Girasolar BV
- Company type: Private company
- Industry: Renewable energy
- Founded: 2003; 23 years ago
- Fate: defunct
- Headquarters: Deventer, Netherlands
- Website: dead

= Girasolar =

International solar energy company

Girasolar, Inc. is a US-Dutch solar energy holding company founded in 2003 and based in Ann Arbor, Michigan, with its headquarters in Deventer, Netherlands, through GiraSolar BV. The company is active in photovoltaic applications, services, and product manufacturing in Europe, Turkey, and Africa. The scale of these sales range from a few kWp to several MW and include solar modules consisting of monocrystalline and polycrystalline solar cells. Much of its focus is on photovoltaics (PV) in Germany and Italy, supplemented by business in other European solar energy markets such as that of France.

In 2006, International Power Group, Ltd. agreed to acquire 51% of GiraSolar. From 2011 on, the company increasingly shifted its activities toward the Turkish PV market.

==Operations==
===Europe===
GiraSolar's primary emphasis is on the European market. Through its subsidiary, GiraSolar-Germany, the company has engaged in a variety of projects throughout Germany, Italy, the Czech Republic, and several other countries. It also has been active in the French solar market and that of Romania.

===Turkey===
The company's Turkish subsidiary, GiraSolar Turkey, has installed hybrid power stations in Turkey and is a founding member of the Turkish “Formation of National PV Technology Platform" project. Examples of such hybrid power stations include a 33 kW tri-hybrid power station installed at Kızılada – Fethiye, a 2009 project in Çeşme – İzmir and a 6.4 kWp, 2010 off-grid pv system in Korkuteli-Antalya. Another project in Turkey comprised a 10 kWp, 2009 grid-tied installation on a Schneider Electric Co. building at Manisa. Additionally, GiraSolar has told the Hürriyet Daily News & Economic Review during a Dutch business mission event in Istanbul that the company is holding talks with a Turkish energy partner about the possibility of building a 100 MW solar power station in southern Turkey. Subsequently, further details about the proposed solar station were revealed in interview conducted by the Jerusalem Post If completed, this project will become Europe's largest solar plant. GiraSolar also reported that it planned to manufacture the solar panels in Turkey rather than import them.

===Africa===
In 2007, one of the company's subsidiaries, GiraMundo BV, entered into a joint venture in Ethiopia. GiraSolar has also been involved in projects in Mauritania and Uganda.

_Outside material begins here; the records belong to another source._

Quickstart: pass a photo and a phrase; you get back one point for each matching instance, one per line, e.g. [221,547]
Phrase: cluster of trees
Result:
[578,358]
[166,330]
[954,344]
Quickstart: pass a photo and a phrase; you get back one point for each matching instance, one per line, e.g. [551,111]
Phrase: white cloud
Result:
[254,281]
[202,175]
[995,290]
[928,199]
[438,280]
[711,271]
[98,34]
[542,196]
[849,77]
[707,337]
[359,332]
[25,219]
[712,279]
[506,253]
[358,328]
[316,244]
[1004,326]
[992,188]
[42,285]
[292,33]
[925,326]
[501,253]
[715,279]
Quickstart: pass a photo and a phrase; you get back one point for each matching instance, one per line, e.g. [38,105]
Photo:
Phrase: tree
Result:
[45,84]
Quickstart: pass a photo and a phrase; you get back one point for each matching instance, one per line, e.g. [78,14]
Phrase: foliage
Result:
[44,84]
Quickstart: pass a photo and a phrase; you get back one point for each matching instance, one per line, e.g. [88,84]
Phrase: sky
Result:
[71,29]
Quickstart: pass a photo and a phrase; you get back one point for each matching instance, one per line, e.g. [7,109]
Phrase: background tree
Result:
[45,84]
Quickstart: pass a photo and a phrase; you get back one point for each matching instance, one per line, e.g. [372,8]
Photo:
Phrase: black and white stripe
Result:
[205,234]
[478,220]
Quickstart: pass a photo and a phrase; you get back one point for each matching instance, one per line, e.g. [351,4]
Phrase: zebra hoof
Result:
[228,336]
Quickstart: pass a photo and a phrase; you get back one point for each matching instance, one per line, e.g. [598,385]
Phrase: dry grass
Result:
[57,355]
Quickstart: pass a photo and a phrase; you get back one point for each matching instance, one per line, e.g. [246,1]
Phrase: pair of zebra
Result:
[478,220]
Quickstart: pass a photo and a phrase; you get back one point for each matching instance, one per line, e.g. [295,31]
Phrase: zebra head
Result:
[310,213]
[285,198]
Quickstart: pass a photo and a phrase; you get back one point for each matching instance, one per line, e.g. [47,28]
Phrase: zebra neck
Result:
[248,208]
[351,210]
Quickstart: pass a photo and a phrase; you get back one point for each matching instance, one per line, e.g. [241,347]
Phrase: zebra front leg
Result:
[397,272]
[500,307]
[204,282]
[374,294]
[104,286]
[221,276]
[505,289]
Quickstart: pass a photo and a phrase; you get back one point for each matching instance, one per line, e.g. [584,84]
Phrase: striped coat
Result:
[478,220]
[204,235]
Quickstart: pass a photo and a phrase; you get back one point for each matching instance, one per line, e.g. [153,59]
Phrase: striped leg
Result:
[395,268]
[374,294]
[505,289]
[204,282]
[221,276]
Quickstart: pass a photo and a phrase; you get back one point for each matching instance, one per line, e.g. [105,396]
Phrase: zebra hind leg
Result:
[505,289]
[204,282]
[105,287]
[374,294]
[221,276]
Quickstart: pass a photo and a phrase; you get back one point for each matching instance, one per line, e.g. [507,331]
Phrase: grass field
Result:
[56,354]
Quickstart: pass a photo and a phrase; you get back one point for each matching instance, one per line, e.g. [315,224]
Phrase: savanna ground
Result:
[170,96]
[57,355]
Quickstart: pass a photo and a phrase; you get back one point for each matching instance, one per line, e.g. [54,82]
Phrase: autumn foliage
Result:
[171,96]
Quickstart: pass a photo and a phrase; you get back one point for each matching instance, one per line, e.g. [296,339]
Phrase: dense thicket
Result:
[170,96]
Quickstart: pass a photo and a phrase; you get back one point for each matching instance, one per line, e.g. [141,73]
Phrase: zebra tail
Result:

==Research and development==
Another one of its subsidiaries, DutchSolar BV, is a participant in the SELFLEX research effort which is attempting to create solar cells based on self-formation technology. In 2009, the CEO of GiraSolar BV, Wieland Koornstra, took part in an Eco-Innovators Network interview during the 2009 Eco-Innovation Summit. GiraSolar is also active in silicon solar energy technology processes.

In 2014, GiraSolar participated in "The Great Game," an international competition held in Izmir by several academic institutions with the purpose of devising innovative ways to advance entrepreneurship. The conclusion focused on increasing the company's contacts, alliances, and integration with Building Integrated Photo Voltaic corporations.